The PGA TOUR season saw a restart at the Charles Schwab Challenge in Fort Worth, Texas the week of June 9th. It was the first TOUR event that had been played without spectators on the course in my lifetime – 50+ years. Even made-for-television events like the popular Skins Game, ACE Shootouts and Merrill Lynch Challenges had spectators. The question on everyone’s mind was, “how is it going to look and sound on television?”
Golf Channel (Thursday & Friday) and CBS (Saturday and Sunday) televised the tournament from Colonial Country Club, a tournament steeped in history, with a stellar field that included Rory, JT, Bryson and many others. Was the lack of roars, polite golf claps, and the occasional yet always obnoxious, “you da man!” going to take away from the television watching experience? How about the fact the 18th Tower, which usually features Jim Nantz and Nick Faldo, would actually be a one-man show as Faldo set up in the Golf Channel Studios in Orlando and Nantz was solo – how would they add their usual blend of banter, insights and commentary to the broadcast? It set up to be a real dud…but was it?

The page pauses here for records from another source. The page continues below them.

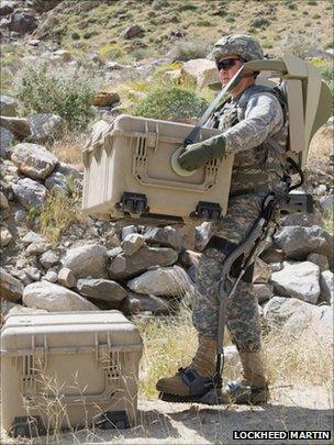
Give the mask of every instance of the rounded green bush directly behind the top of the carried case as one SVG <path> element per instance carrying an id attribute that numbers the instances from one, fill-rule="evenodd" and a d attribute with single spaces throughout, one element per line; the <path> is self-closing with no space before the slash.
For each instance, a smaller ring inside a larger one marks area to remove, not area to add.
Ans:
<path id="1" fill-rule="evenodd" d="M 194 91 L 180 87 L 157 88 L 148 93 L 134 110 L 143 118 L 178 121 L 200 116 L 209 102 Z"/>

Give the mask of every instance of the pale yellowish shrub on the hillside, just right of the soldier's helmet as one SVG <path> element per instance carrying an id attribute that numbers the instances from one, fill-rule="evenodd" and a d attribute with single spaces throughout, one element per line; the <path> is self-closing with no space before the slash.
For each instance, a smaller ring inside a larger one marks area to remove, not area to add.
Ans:
<path id="1" fill-rule="evenodd" d="M 278 46 L 282 53 L 289 52 L 297 57 L 305 58 L 308 53 L 315 49 L 318 45 L 319 36 L 315 32 L 302 34 L 298 31 L 291 31 L 283 34 Z"/>

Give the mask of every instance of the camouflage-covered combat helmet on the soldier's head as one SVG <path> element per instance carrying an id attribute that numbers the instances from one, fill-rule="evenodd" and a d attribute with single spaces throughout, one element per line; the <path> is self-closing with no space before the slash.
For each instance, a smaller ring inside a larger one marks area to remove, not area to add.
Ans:
<path id="1" fill-rule="evenodd" d="M 237 54 L 244 62 L 264 58 L 264 52 L 258 42 L 247 34 L 232 34 L 220 38 L 214 44 L 210 56 L 218 60 L 229 54 Z"/>

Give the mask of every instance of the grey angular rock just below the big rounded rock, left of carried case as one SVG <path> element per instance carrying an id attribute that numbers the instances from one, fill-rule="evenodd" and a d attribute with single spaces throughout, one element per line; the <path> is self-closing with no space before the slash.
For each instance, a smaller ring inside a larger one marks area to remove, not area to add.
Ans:
<path id="1" fill-rule="evenodd" d="M 12 185 L 12 189 L 19 203 L 26 210 L 38 209 L 46 200 L 47 189 L 30 178 L 20 179 Z"/>

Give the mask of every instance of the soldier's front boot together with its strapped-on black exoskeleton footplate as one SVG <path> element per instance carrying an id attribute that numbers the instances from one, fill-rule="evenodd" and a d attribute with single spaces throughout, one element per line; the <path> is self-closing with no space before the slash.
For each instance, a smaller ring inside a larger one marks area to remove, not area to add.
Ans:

Right out of the gate the excitement of “live” PGA TOUR golf led me to forget there were no spectators on course, no corporate hospitality tents and no one yelling, “go in the hole!” as Rory teed off on a Par-5. There was live golf on television!! The relative silence was a bit odd and I certainly did miss the crowd reactions but it didn’t necessarily take away from the experience like I thought it would.
Nantz and Faldo, and the rest of the talent (some on site) worked very well together despite being a 1,000 + miles apart – that is the art of technology. What also helped the absence of the crowd roars was the fact that the golf was compelling from the first tee shot to Daniel Berger’s up and down on the first play-off hole to win the tournament. Sure, it would have been great for a huge gallery to acknowledge Berger’s win but in that moment I didn’t feel the lack of a crowd took away from the tournament watching experience. I, like so many countless others, was just happy to once again be watching live sports -especially golf – on television and getting back to some sense of normalcy.
Will the lack of spectators be more noticeable as the season progresses? Perhaps, but for right now I am satisfied watching these great PGA TOUR players compete for championships each and every week.